Bacteriophage PGT2 was isolated from a sample of horse feces collected at an equestrian center at Neskuchny Garden, Moscow, Russia, in 2006. The isolate host was an uncharacterized environmental E. coli isolate, 7s, previously obtained from the same location (3). Transmission electron microscopy showed that PGT2 is a podovirus morphologically identical to phage phiKT, which was isolated from the E. coli 4s strain from horse feces collected at the same location. Phage phiKT uses the O22-type O antigen of its host (5) as its receptor molecule, but PGT2 did not grow on the 4s strain (5), while phiKT was not infective for the 7s E. coli isolate.

Bacteriophage PGT2 was grown and its DNA was extracted as described previously (3). The DNA was sequenced using a Roche 454 Junior sequencer, yielding 9,893 reads of an average length of 417 bp. Primary assembly was conducted with Newbler version 3.0, resulting in a single contig of 42,468 bp with a mean coverage of 96×. BlastN analysis with the NCBI online tool (https://www.ncbi.nlm.nih.gov) revealed that the nucleotide sequence of PGT2 was highly related to that of phiKT, with a total of 83% nucleotide identity, but most of the aligned regions show higher homology (92 to 97%). Both phages are very distantly related to coliphage T7. There are 9 major regions with low nucleotide homology between phiKT and PGT2, reflecting recent recombination events. Among them are the sequences encoding receptor recognition domains of the tail fibers. The receptor recognition domains of both phiKT and PGT2 are related to recently characterized domains of lateral tail fibers of T5-related phages that were also isolated from the same site (6), thus highlighting the importance of the characterization of ecologically linked phage isolates. Since the bacteriophages related to T7 have conserved sequences on the genome termini and possess 100- to 300-bp terminal repeats (TR), we set the ends of PGT2 at the same conserved sequences as those of phiKT. This yielded a TR length of 260 bp and total genome length of 42,686 bp. The genome end positioning is in agreement with that in our restriction fragment length polymorphism (RFLP) data. The genomic sequence of the PGT2 phage is considered a potential source of copyright-free protein sequences for biotechnological use.

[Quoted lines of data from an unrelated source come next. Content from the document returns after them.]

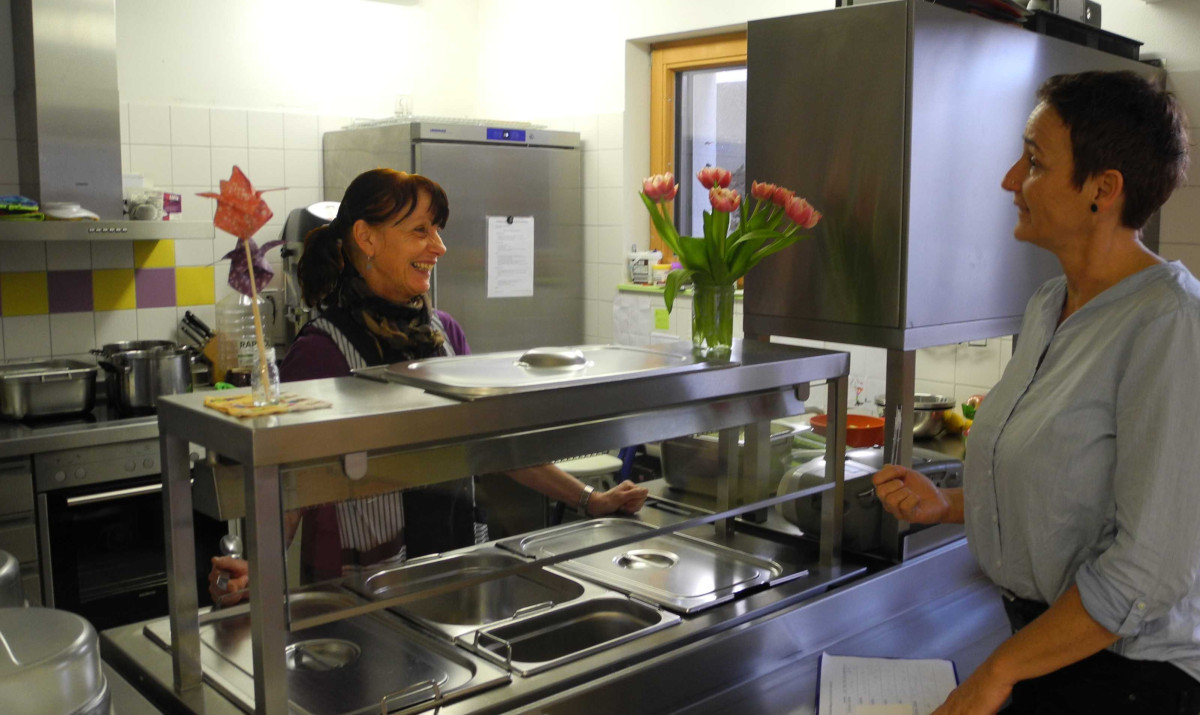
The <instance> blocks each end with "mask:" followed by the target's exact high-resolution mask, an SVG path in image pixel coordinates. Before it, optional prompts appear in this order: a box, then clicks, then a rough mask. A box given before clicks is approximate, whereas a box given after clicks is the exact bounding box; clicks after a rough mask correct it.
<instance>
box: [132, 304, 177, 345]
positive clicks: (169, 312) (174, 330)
mask: <svg viewBox="0 0 1200 715" xmlns="http://www.w3.org/2000/svg"><path fill="white" fill-rule="evenodd" d="M137 314H138V340H140V341H173V340H176V335H175V334H176V332H178V331H179V323H178V322H176V320H175V308H174V307H169V308H138V310H137Z"/></svg>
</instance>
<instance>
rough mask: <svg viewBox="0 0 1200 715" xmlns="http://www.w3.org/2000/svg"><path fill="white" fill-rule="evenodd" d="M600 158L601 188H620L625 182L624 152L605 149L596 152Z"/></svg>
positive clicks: (612, 149) (608, 149)
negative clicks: (603, 187)
mask: <svg viewBox="0 0 1200 715" xmlns="http://www.w3.org/2000/svg"><path fill="white" fill-rule="evenodd" d="M596 156H598V157H599V161H598V170H599V173H600V174H599V181H600V184H599V186H601V187H617V188H620V187H622V184H623V182H624V169H625V168H624V152H623V151H622V150H620V149H605V150H601V151H598V152H596Z"/></svg>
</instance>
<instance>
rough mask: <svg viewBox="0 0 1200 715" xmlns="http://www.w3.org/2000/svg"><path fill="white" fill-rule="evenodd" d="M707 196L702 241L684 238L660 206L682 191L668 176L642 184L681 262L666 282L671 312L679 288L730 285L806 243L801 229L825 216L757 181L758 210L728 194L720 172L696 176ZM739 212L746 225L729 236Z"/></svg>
mask: <svg viewBox="0 0 1200 715" xmlns="http://www.w3.org/2000/svg"><path fill="white" fill-rule="evenodd" d="M696 178H697V179H698V180H700V182H701V185H702V186H703V187H704V188H707V190H708V200H709V203H712V205H713V210H712V211H710V212H709V211H704V235H703V236H680V235H679V233H678V232H677V230H676V228H674V224H673V223H672V222H671V218H670V217H668V216H667V212H666V208H665V206H664V205H662V204H665V203H667V202H671V200H673V199H674V197H676V192H677V191H678V190H679V185H678V184H676V182H674V176H673V175H672V174H671V173H670V172H668V173H666V174H658V175H655V176H650V178H649V179H646V180H643V181H642V191H641V197H642V202H643V203H644V204H646V209H647V210H648V211H649V212H650V221H652V222H653V223H654V228H655V230H658V233H659V236H660V238H661V239H662V242H664V244H666V245H667V246H668V247H670V248H671V251H673V252H674V254H676V256H677V257H678V260H679V263H680V265H683V268H682V269H677V270H673V271H671V274H670V275H668V276H667V284H666V290H665V293H664V298H665V300H666V304H667V312H670V311H671V307H672V305H673V304H674V299H676V295H678V293H679V289H680V287H682V286H683V284H684V282H686V281H688V280H691V281H692V282H695V283H701V282H702V283H707V284H712V286H724V284H732V283H734V282H736V281H737V280H738V278H740V277H742V276H744V275H745V274H746V272H748V271H749V270H750V269H752V268H754V266H755V265H757V264H758V262H760V260H762V259H763V258H767V257H768V256H770V254H772V253H778V252H779V251H782V250H784V248H787V247H788V246H791V245H792V244H794V242H797V241H799V240H800V239H803V238H804V236H803V235H799V234H798V233H797V232H799V230H800V229H802V228H804V229H811V228H812V227H815V226H816V224H817V222H818V221H821V212H820V211H817V210H816V209H814V208H812V205H811V204H809V203H808V202H806V200H804V199H803V198H800V197H798V196H796V193H794V192H792V191H790V190H787V188H784V187H782V186H775V185H774V184H760V182H757V181H755V182H754V184H752V185H751V188H750V196H752V197H754V198H755V206H754V210H752V211H751V210H749V209H748V206H746V204H745V203H743V202H742V194H739V193H738V192H737V191H736V190H732V188H730V187H728V186H730V181H731V179H732V175H731V174H730V172H728V170H727V169H722V168H720V167H704V168H703V169H701V170H700V173H698V174H696ZM739 208H740V211H742V217H740V218H742V220H740V221H739V222H738V226H737V228H734V229H733V230H732V232H730V215H731V214H732V212H733V211H738V210H739Z"/></svg>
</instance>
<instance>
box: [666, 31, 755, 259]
mask: <svg viewBox="0 0 1200 715" xmlns="http://www.w3.org/2000/svg"><path fill="white" fill-rule="evenodd" d="M745 64H746V34H745V32H731V34H727V35H714V36H710V37H698V38H694V40H678V41H672V42H662V43H658V44H654V46H652V47H650V174H652V175H653V174H662V173H665V172H671V173H674V170H676V169H674V154H676V78H677V76H678V73H679V72H685V71H689V70H710V68H714V67H732V66H738V65H745ZM689 180H691V178H690V176H676V181H677V182H680V181H689ZM667 215H668V216H670V217H671V220H672V221H674V206H673V205H668V206H667ZM650 250H652V251H661V252H662V258H664V260H670V259H671V258H672V256H671V250H670V248H667V247H666V246H665V245H664V244H662V239H660V238H659V234H658V233H656V232H655V230H654V226H653V224H652V226H650Z"/></svg>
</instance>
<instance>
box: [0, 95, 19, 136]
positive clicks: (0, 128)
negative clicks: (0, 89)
mask: <svg viewBox="0 0 1200 715" xmlns="http://www.w3.org/2000/svg"><path fill="white" fill-rule="evenodd" d="M16 138H17V107H16V102H14V101H13V96H12V95H0V139H16Z"/></svg>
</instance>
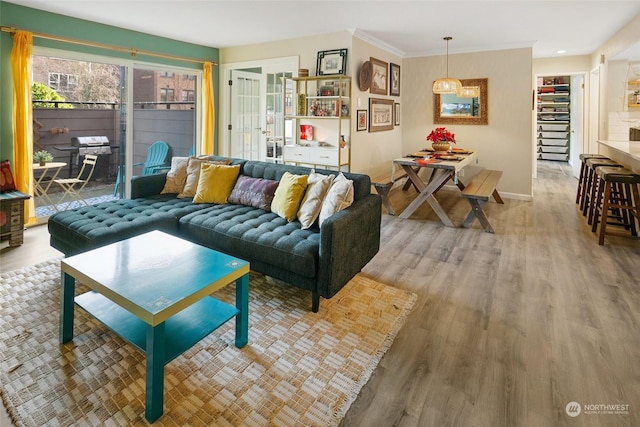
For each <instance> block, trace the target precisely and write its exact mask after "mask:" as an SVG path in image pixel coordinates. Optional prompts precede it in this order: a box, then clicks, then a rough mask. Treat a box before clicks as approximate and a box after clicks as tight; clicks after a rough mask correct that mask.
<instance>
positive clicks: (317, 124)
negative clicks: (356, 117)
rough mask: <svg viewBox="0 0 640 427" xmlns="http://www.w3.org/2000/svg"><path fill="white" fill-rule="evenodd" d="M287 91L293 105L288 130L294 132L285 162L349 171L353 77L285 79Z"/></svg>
mask: <svg viewBox="0 0 640 427" xmlns="http://www.w3.org/2000/svg"><path fill="white" fill-rule="evenodd" d="M288 80H290V81H288ZM284 91H285V94H284V99H285V103H287V100H291V105H292V107H291V108H290V109H288V110H287V111H285V116H284V120H285V128H289V129H291V131H290V133H291V135H290V136H287V138H286V143H285V146H284V147H283V152H282V158H283V161H284V163H295V164H306V165H311V166H314V167H326V168H335V169H343V168H346V170H347V171H348V170H349V165H350V155H351V147H350V144H349V141H350V140H351V138H350V129H351V126H350V123H351V77H349V76H344V75H331V76H319V77H293V78H285V84H284ZM287 121H289V124H287ZM305 136H307V138H308V139H305ZM341 141H344V142H343V143H342V144H341ZM341 145H342V146H341Z"/></svg>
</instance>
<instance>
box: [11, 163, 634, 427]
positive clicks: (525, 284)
mask: <svg viewBox="0 0 640 427" xmlns="http://www.w3.org/2000/svg"><path fill="white" fill-rule="evenodd" d="M575 189H576V180H575V178H573V177H571V176H570V171H569V169H568V167H567V166H565V165H563V164H560V163H553V162H541V163H540V164H539V167H538V179H536V180H535V182H534V200H533V201H531V202H525V201H516V200H510V199H505V204H504V205H498V204H496V203H494V202H490V203H488V204H487V206H486V212H487V215H488V217H489V220H490V221H491V224H492V225H493V227H494V229H495V231H496V233H495V234H489V233H485V232H484V231H483V230H482V229H481V228H480V225H479V224H478V223H477V222H476V223H475V224H474V225H473V227H472V228H471V229H461V228H448V227H444V226H443V225H442V224H441V223H440V222H439V221H438V219H437V217H436V216H435V214H434V213H433V212H432V211H431V209H430V208H429V207H426V206H423V207H421V208H420V209H419V210H417V211H416V213H415V214H414V215H413V216H412V217H411V219H408V220H401V219H399V218H397V217H393V216H389V215H387V214H386V211H385V212H384V213H383V217H382V218H383V228H382V244H381V249H380V252H379V253H378V255H376V257H375V258H374V259H373V260H372V261H371V262H370V263H369V264H368V265H367V266H366V267H365V269H364V270H363V274H366V275H368V276H370V277H372V278H374V279H376V280H378V281H381V282H383V283H387V284H389V285H393V286H396V287H399V288H403V289H407V290H410V291H412V292H414V293H416V294H417V295H418V301H417V303H416V305H415V307H414V309H413V311H412V312H411V314H410V316H409V319H408V320H407V322H406V324H405V325H404V327H403V328H402V330H401V331H400V333H399V334H398V337H397V338H396V340H395V342H394V343H393V345H392V347H391V349H390V350H389V351H388V353H387V354H386V355H385V356H384V357H383V359H382V360H381V363H380V365H379V367H378V368H377V369H376V370H375V372H374V374H373V375H372V377H371V379H370V380H369V382H368V383H367V384H366V385H365V387H364V388H363V389H362V391H361V393H360V395H359V396H358V399H357V400H356V401H355V403H354V404H353V405H352V407H351V408H350V410H349V412H348V413H347V415H346V417H345V418H344V420H343V422H342V426H363V427H369V426H420V427H422V426H491V427H494V426H497V427H502V426H531V427H538V426H565V425H566V426H637V425H640V339H639V338H638V337H640V318H639V313H640V283H639V282H640V240H639V239H638V238H631V237H627V238H622V237H609V236H607V239H606V241H605V245H604V246H599V245H598V241H597V237H596V236H595V235H594V234H593V233H591V229H590V227H589V226H587V224H586V220H585V219H584V218H583V217H582V215H581V214H580V213H579V212H578V209H577V207H576V205H575V203H574V200H575ZM412 192H413V190H409V192H407V193H404V192H402V191H401V189H400V187H399V186H398V187H396V188H395V189H394V190H392V192H391V203H392V204H393V206H394V208H395V209H396V211H397V212H401V211H402V209H403V208H404V207H405V206H406V205H407V204H408V203H409V202H410V201H411V200H412V198H413V193H412ZM438 197H439V199H440V200H441V203H442V205H443V207H444V209H445V210H447V211H449V212H451V216H452V217H453V219H454V221H455V222H457V223H460V222H462V220H463V219H464V216H465V214H466V212H467V210H468V203H466V202H465V201H464V200H463V199H461V198H460V195H459V192H457V191H447V190H442V191H441V193H440V194H439V196H438ZM58 255H60V254H59V253H58V252H57V251H55V250H53V249H51V248H50V247H49V246H48V234H47V232H46V227H35V228H32V229H29V230H28V231H27V234H26V235H25V244H24V245H23V246H22V247H20V248H18V249H3V250H2V252H1V254H0V266H1V269H2V270H3V271H6V270H10V269H14V268H18V267H21V266H23V265H24V266H26V265H31V264H34V263H36V262H39V261H41V260H45V259H49V258H51V257H53V256H58ZM572 401H575V402H578V403H579V404H581V405H582V406H581V408H582V413H581V414H580V415H578V416H577V417H575V418H573V417H569V416H568V415H567V413H566V412H565V407H566V405H567V404H568V403H569V402H572ZM614 404H619V405H629V406H628V408H627V414H622V415H620V414H618V415H616V414H606V413H599V414H596V413H586V412H588V411H589V409H591V410H592V411H594V412H603V410H602V409H601V408H596V407H593V406H587V405H614ZM622 408H623V409H624V406H622ZM618 409H620V407H618ZM4 417H5V418H4V420H5V422H6V415H4ZM0 425H4V424H3V415H2V414H0Z"/></svg>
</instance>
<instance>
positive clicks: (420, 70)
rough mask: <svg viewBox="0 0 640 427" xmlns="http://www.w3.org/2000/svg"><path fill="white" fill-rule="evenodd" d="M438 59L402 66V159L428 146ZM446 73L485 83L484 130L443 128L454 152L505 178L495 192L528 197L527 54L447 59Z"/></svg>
mask: <svg viewBox="0 0 640 427" xmlns="http://www.w3.org/2000/svg"><path fill="white" fill-rule="evenodd" d="M444 64H445V58H444V57H442V56H435V57H422V58H410V59H405V60H404V61H403V65H404V67H403V70H402V75H403V78H404V82H403V88H402V89H403V92H404V93H403V95H402V101H403V104H402V109H403V121H402V141H403V145H402V153H409V152H412V151H415V150H417V149H419V148H423V147H425V146H427V145H428V144H427V143H426V141H425V137H426V135H427V134H428V133H429V131H431V129H433V128H434V127H435V126H436V125H434V124H433V94H432V92H431V85H432V83H433V81H434V80H435V79H437V78H438V77H442V74H443V72H444V69H445V67H444ZM449 72H450V74H451V75H452V76H455V77H457V78H460V79H470V78H488V92H489V93H488V98H489V99H488V100H489V105H488V110H489V111H488V114H489V124H488V125H487V126H470V125H447V126H446V127H447V129H449V130H451V131H452V132H454V133H455V134H456V139H457V140H458V146H459V147H462V148H467V149H471V150H474V151H476V152H477V153H478V158H479V162H478V165H477V166H478V167H484V168H488V169H498V170H502V171H503V172H504V175H503V177H502V179H501V181H500V185H499V186H498V188H499V189H500V191H501V192H502V193H505V195H507V196H508V197H520V198H529V197H530V196H531V195H532V182H531V177H532V170H533V148H532V141H533V136H532V135H533V134H532V131H533V127H532V126H533V116H534V112H533V110H532V96H533V92H532V91H533V86H532V80H531V72H532V59H531V49H529V48H526V49H509V50H501V51H488V52H480V53H469V54H460V55H449Z"/></svg>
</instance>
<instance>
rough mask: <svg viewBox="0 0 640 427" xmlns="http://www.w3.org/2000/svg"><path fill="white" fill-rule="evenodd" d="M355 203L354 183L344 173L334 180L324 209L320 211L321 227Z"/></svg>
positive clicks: (352, 181) (322, 204)
mask: <svg viewBox="0 0 640 427" xmlns="http://www.w3.org/2000/svg"><path fill="white" fill-rule="evenodd" d="M352 203H353V181H351V180H350V179H347V177H345V176H344V175H343V174H342V172H340V174H339V175H338V176H337V177H336V179H334V180H333V183H332V184H331V188H329V192H328V193H327V195H326V197H325V198H324V201H323V202H322V208H321V209H320V218H319V221H320V225H322V223H323V222H324V220H325V219H327V218H329V217H330V216H331V215H333V214H334V213H337V212H340V211H341V210H343V209H346V208H348V207H349V206H351V204H352Z"/></svg>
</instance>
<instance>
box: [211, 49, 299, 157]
mask: <svg viewBox="0 0 640 427" xmlns="http://www.w3.org/2000/svg"><path fill="white" fill-rule="evenodd" d="M299 63H300V57H299V56H287V57H281V58H271V59H262V60H255V61H246V62H234V63H228V64H221V65H220V86H219V87H220V88H221V89H220V103H219V105H220V106H221V112H220V122H219V123H220V124H221V125H220V129H221V132H222V134H221V135H220V139H219V141H220V144H219V147H218V150H217V151H218V153H217V154H219V155H221V156H230V153H231V138H232V132H231V130H229V125H231V124H232V123H231V116H232V114H231V108H232V106H231V103H232V95H231V87H230V86H229V81H230V80H231V71H232V70H243V69H247V68H261V70H262V74H263V75H266V74H274V73H283V72H290V73H292V74H293V75H297V70H298V67H299ZM263 86H264V87H261V88H260V90H261V92H262V93H261V103H262V105H265V106H266V85H263ZM265 110H266V108H265ZM261 120H262V127H263V128H264V129H266V117H261ZM262 136H263V138H264V139H265V142H264V143H263V144H261V146H265V150H266V134H264V135H262ZM265 154H266V152H265Z"/></svg>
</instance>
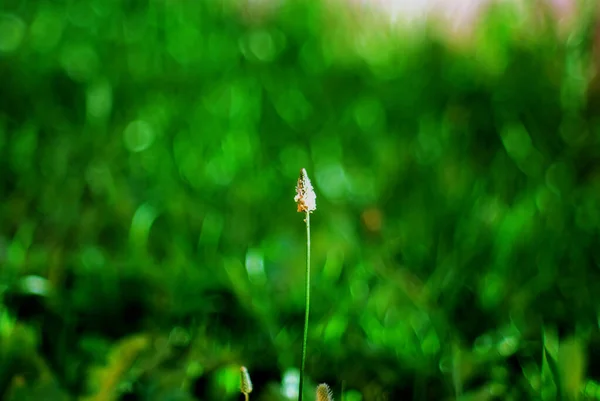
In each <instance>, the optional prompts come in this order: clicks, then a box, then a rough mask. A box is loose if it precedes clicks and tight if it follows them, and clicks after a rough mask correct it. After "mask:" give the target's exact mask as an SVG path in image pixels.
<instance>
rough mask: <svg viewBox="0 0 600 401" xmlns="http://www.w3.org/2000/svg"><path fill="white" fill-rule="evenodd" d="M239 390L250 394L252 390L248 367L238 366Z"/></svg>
mask: <svg viewBox="0 0 600 401" xmlns="http://www.w3.org/2000/svg"><path fill="white" fill-rule="evenodd" d="M240 390H241V392H242V393H243V394H250V393H251V392H252V381H251V380H250V373H248V369H247V368H246V367H245V366H242V367H241V368H240Z"/></svg>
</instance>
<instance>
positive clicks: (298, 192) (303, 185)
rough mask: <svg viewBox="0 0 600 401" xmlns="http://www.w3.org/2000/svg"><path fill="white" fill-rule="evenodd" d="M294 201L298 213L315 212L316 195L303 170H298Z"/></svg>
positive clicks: (316, 205)
mask: <svg viewBox="0 0 600 401" xmlns="http://www.w3.org/2000/svg"><path fill="white" fill-rule="evenodd" d="M294 201H295V202H296V203H297V204H298V212H312V211H313V210H317V195H316V194H315V190H314V189H313V187H312V184H311V182H310V178H308V174H307V173H306V169H304V168H303V169H302V170H300V177H298V184H296V196H295V197H294Z"/></svg>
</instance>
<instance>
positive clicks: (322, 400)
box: [317, 383, 333, 401]
mask: <svg viewBox="0 0 600 401" xmlns="http://www.w3.org/2000/svg"><path fill="white" fill-rule="evenodd" d="M317 401H333V393H332V392H331V389H330V388H329V386H328V385H327V384H325V383H321V384H319V385H318V386H317Z"/></svg>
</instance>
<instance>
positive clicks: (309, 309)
mask: <svg viewBox="0 0 600 401" xmlns="http://www.w3.org/2000/svg"><path fill="white" fill-rule="evenodd" d="M305 221H306V299H305V313H304V336H303V338H302V367H301V368H300V385H299V388H298V401H302V389H303V388H304V368H305V366H306V343H307V342H308V312H309V311H310V212H308V211H307V212H306V219H305Z"/></svg>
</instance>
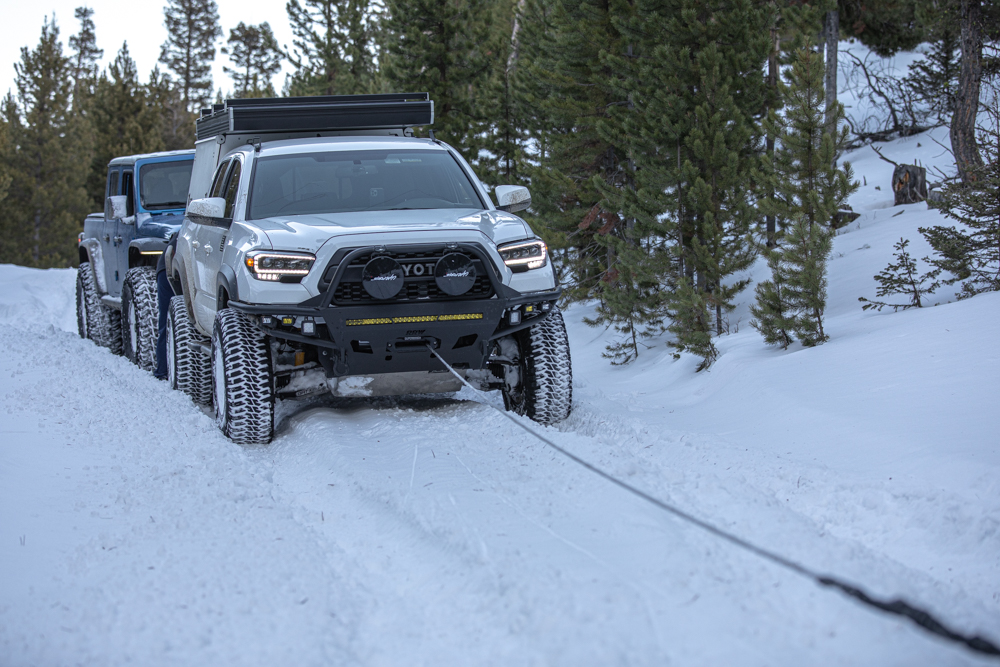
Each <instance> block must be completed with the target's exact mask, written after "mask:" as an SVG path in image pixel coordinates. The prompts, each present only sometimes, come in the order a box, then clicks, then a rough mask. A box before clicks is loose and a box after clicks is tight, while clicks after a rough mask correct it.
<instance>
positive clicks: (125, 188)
mask: <svg viewBox="0 0 1000 667" xmlns="http://www.w3.org/2000/svg"><path fill="white" fill-rule="evenodd" d="M122 194H123V195H125V196H126V197H128V199H127V200H126V204H125V215H127V216H133V215H135V178H134V177H133V175H132V172H131V171H123V172H122Z"/></svg>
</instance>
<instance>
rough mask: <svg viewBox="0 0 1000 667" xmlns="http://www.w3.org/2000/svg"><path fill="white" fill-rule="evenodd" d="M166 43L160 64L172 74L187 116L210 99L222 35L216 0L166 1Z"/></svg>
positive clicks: (217, 8)
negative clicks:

Our analysis indicates that PGT2 should be classified as a new species within the Autographivirinae subfamily of Podoviridae according to the current International Committee on Taxonomy of Viruses (ICTV) classification (https://talk.ictvonline.org/taxonomy/). We also suggest the creation of a new genus, phiKTvirus, with the species phiKT and PGT2 within it.

Accession number(s).

The draft genome sequence of bacteriophage PGT2 has been deposited in DDBJ/ENA/GenBank under the accession number MG201401.